Ich lese auch fast ausschließlich Autorinnen, das machen ja zur Zeit viele, und ich finde es sehr gut. Mich interessieren auch Romane von Frauen gerade mehr als die von Männern, es ist also nicht nur ein theoretisches Herangehen, sondern ein lustgeleitetes. Die Bücher von Anke Stelling, Julia Franck, Annie Ernaux oder Bernardine Evaristo holen mich genau da ab, wo ich stehe und thematisieren die Dinge, über die ich auch nachgrüble, das ist toll! Natürlich nervt es, wenn man als Autorin automatisch in die Schublade der immer noch manchmal belächelten Frauenliteratur gesteckt wird, aber ich versuche, solche Anmaßungen abzuschütteln und aus dem manchmal aufkommenden Ärger darüber noch mehr kreative Energie für mich und mein Schreiben zu gewinnen. Ich bin eine Frau, ich schreibe als Frau, ich schreibe über Frauen, und ich verkaufe sehr viele Bücher mit diesem Konzept. Offenbar gibt es genug Menschen, die gern über Frauen lesen wollen, das ist wunderbar!

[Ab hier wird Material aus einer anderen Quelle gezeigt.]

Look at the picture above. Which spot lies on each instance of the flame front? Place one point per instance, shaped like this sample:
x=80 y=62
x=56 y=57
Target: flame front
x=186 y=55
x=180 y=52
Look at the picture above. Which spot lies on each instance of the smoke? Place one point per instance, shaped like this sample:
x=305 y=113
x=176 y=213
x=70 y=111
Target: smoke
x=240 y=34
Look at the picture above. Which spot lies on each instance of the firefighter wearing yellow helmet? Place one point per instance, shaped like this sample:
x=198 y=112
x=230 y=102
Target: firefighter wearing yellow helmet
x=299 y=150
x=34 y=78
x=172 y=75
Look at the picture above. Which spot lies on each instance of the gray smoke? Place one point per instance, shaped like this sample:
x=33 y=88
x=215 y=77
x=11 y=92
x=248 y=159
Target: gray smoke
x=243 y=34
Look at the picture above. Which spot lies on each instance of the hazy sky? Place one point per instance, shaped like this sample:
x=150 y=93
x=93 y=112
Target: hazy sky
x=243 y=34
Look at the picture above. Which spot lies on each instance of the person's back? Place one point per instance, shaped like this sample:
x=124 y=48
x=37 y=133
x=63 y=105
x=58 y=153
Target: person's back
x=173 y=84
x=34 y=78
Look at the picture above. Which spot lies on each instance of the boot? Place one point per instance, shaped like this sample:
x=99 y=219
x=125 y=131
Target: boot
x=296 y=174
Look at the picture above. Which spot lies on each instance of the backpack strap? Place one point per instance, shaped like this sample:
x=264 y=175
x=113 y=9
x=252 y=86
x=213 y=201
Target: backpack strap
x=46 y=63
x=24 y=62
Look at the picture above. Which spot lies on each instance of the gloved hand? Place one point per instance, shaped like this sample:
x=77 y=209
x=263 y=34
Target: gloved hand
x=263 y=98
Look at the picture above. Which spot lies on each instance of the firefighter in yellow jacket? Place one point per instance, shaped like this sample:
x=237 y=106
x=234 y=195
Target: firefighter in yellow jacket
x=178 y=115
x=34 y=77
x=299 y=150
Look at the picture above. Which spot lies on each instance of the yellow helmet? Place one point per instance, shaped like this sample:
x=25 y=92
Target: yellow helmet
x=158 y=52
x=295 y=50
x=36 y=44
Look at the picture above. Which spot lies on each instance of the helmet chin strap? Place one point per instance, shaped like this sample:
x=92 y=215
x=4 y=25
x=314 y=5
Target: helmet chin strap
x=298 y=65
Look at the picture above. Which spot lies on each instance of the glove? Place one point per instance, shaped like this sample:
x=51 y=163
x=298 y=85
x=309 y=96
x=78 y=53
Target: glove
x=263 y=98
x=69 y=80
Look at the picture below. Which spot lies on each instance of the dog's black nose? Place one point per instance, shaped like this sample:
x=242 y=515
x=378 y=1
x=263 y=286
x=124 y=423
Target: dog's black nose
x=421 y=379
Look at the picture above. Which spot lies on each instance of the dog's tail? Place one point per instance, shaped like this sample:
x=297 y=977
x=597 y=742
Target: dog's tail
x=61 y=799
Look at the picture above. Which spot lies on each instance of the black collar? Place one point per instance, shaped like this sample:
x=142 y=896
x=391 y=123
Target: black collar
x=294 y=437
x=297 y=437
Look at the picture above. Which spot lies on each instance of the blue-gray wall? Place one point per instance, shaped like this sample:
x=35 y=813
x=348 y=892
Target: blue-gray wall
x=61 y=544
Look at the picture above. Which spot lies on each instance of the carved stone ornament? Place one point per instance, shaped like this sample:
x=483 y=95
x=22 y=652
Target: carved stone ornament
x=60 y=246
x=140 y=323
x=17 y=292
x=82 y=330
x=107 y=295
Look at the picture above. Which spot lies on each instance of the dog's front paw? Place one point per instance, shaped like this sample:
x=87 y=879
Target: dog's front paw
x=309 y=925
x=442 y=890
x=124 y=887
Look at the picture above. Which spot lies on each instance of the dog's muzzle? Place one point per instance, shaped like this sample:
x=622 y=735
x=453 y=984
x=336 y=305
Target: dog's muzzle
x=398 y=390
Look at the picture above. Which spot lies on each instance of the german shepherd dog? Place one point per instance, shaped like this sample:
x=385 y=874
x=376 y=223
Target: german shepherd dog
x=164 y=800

Das klingt doch hoffnungsvoll. Eine letzte Frage: Woher kam eigentlich die Idee, die Geschichte deines neuesten Romas „Drei Tage im August“ in der Berlin Chocolaterie Sawade anzusiedeln?

Die Idee kam mir, wie alle meine Ideen, ganz zufällig. Diese Chocolaterie schummelte sich immer wieder in meine Texte, und irgendwann habe ich entschieden, dass es an der Zeit ist, nachzugeben und ihr einen eigenen Roman zu widmen. Der kleine Pralinenladen Unter den Linden, den es wirklich gegeben hat, wird in meinem Roman zu einem Zufluchtsort, einem Dreh- und Angelpunkt für das Kaleidoskop verschiedenster Schicksale, die ich für drei Tage im Jahr 1936 zusammenführe und dann wieder in die Welt der Phantasie entlasse. Drei Tage lang treffen sich dort meine Protagonist:innen, hoffen, träumen, fürchten sich vor der Zukunft, kämpfen mit ihren Dämonen, schließen Freundschaften – und essen, natürlich, Schokolade.

Schön. Danke, Anne!

“Drei Tage im August” von Anne Stern erschien im Aufbau Verlag.